Edited Dec 05, 2012, 14:12
Re: New study challenges timeline
Dec 05, 2012, 11:26
VBB wrote:
I expend rather a lot of energy promoting that given accessibility to learned argument the public can bring a wealth of personal and professional experience from all walks of life to bear on archaeological thought dominated by career academics and heritage professionals (that never having done anything else can be somewhat limited in their vision of what life is about); but that argument is somewhat undermined by tma masquerading such as the above examples as unquestionable fact without rigour or references, and furthermore as we all know, behaving in a fashion that encourages the impression that public enthusiasts are a rabble of egotistical loose cannons that converse as if holding a tired closing time pub conversation.

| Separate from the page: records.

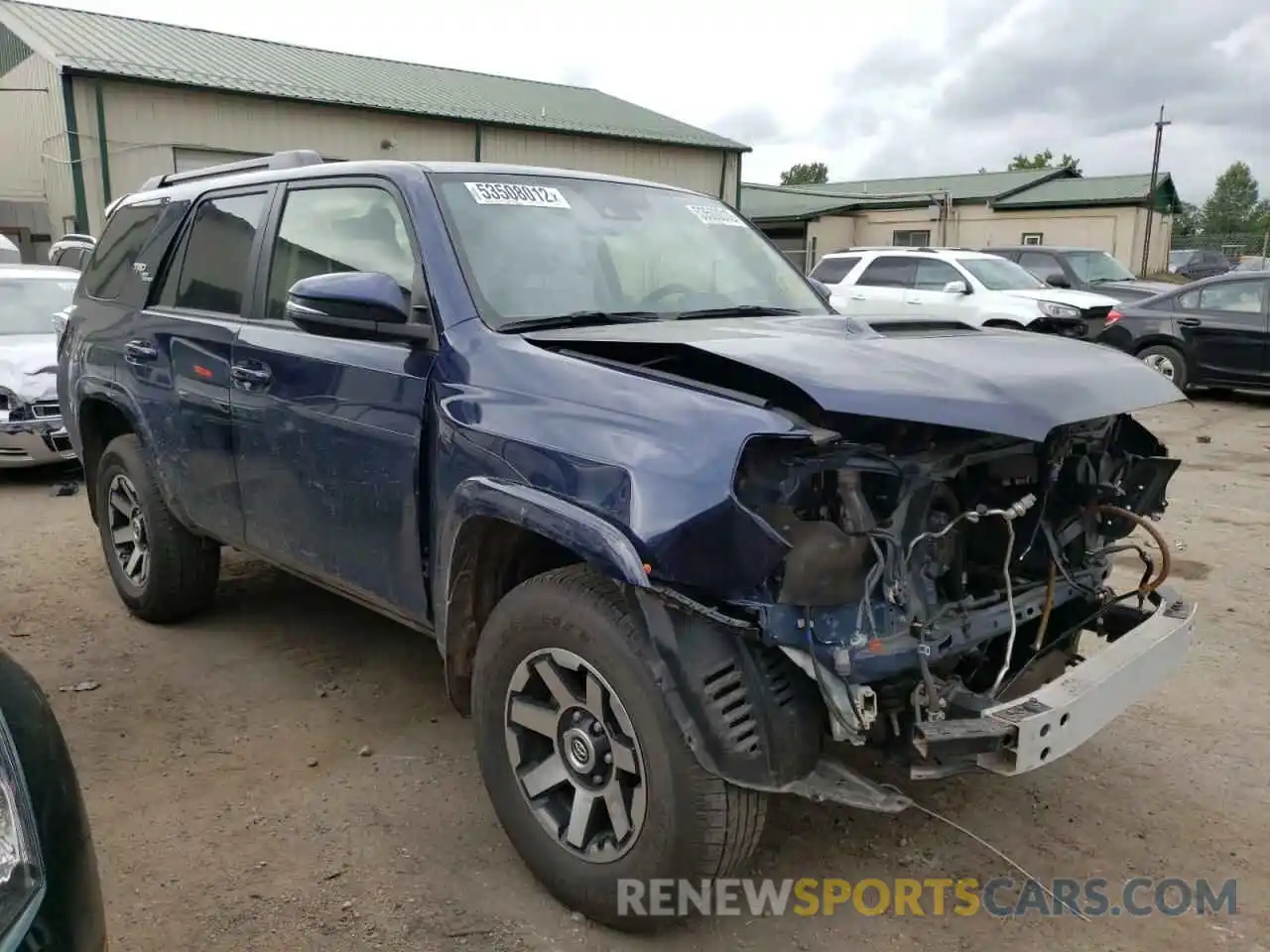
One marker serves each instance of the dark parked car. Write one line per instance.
(50, 892)
(672, 522)
(1080, 270)
(1209, 333)
(1196, 263)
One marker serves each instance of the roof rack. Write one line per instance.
(294, 159)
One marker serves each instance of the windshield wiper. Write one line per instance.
(576, 318)
(737, 311)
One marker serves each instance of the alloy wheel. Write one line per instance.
(128, 534)
(1160, 363)
(575, 756)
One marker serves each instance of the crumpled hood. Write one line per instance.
(28, 366)
(1016, 384)
(1065, 296)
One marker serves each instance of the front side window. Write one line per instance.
(339, 229)
(934, 275)
(549, 246)
(889, 272)
(998, 275)
(1093, 267)
(28, 304)
(1043, 266)
(213, 268)
(830, 271)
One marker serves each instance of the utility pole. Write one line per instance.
(1151, 194)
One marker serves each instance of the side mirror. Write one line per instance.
(353, 304)
(821, 289)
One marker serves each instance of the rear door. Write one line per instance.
(1224, 329)
(178, 354)
(327, 430)
(880, 289)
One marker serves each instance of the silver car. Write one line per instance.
(31, 420)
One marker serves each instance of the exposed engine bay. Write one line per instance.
(934, 572)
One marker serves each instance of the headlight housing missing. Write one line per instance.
(22, 874)
(1064, 312)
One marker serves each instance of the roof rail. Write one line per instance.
(294, 159)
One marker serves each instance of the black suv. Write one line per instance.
(1080, 270)
(672, 522)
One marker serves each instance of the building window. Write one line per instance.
(911, 239)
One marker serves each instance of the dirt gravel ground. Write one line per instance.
(286, 774)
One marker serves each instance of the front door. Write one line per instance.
(329, 429)
(1224, 327)
(178, 354)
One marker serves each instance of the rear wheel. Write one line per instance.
(162, 570)
(585, 769)
(1166, 361)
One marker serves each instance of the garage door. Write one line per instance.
(191, 159)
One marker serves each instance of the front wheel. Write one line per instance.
(587, 770)
(162, 570)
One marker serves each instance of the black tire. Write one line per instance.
(183, 567)
(695, 825)
(1174, 357)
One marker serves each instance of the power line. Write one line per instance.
(1151, 193)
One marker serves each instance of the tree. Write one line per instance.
(1043, 160)
(1188, 221)
(806, 175)
(1236, 206)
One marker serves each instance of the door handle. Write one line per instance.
(140, 352)
(250, 376)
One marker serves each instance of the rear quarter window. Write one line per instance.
(125, 239)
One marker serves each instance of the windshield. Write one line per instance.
(28, 304)
(538, 246)
(1092, 267)
(1000, 275)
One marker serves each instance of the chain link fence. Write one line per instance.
(1229, 245)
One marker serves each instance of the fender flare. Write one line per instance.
(109, 393)
(594, 538)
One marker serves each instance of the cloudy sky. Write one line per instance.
(871, 89)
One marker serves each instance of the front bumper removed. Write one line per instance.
(1042, 726)
(1060, 716)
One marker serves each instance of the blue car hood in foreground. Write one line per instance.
(1015, 384)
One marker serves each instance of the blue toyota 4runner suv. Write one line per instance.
(675, 525)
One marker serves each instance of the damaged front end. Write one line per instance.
(938, 579)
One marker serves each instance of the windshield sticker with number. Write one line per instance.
(715, 214)
(516, 193)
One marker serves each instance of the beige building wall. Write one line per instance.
(144, 123)
(1116, 230)
(35, 164)
(698, 169)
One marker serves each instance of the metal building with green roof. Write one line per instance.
(93, 104)
(975, 209)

If you’re referring to the beings of light brigade that occasionally pepper these pages then I fully agree with you (not that I entirely dismiss the idea of beings of light you understand, just that I wish those who engage with such beings would stop banging on about them here).

Some of your, and tiompan’s, earlier comments got me thinking however on the ‘seasonality' of ides. da Vinci’s helicopter is a good, though perhaps oversimplified, example of what I mean - the idea was there but it took 500 years to become a reality. We could say that was because the technology (science, materials etc) weren’t yet in place for it to happen (and we’d be absolutely right on that score) but we could also say, with equal validity, that a receptive ground for the idea to take root wasn’t there either.

That’s the point. We can keep going back to the year dot to illustrate that someone saw something before someone else but, unless the climate for the idea to take root is there, it ain’t going to happen. Put another way, you don't need an agricultural scientist to till the ground and grow a good crop.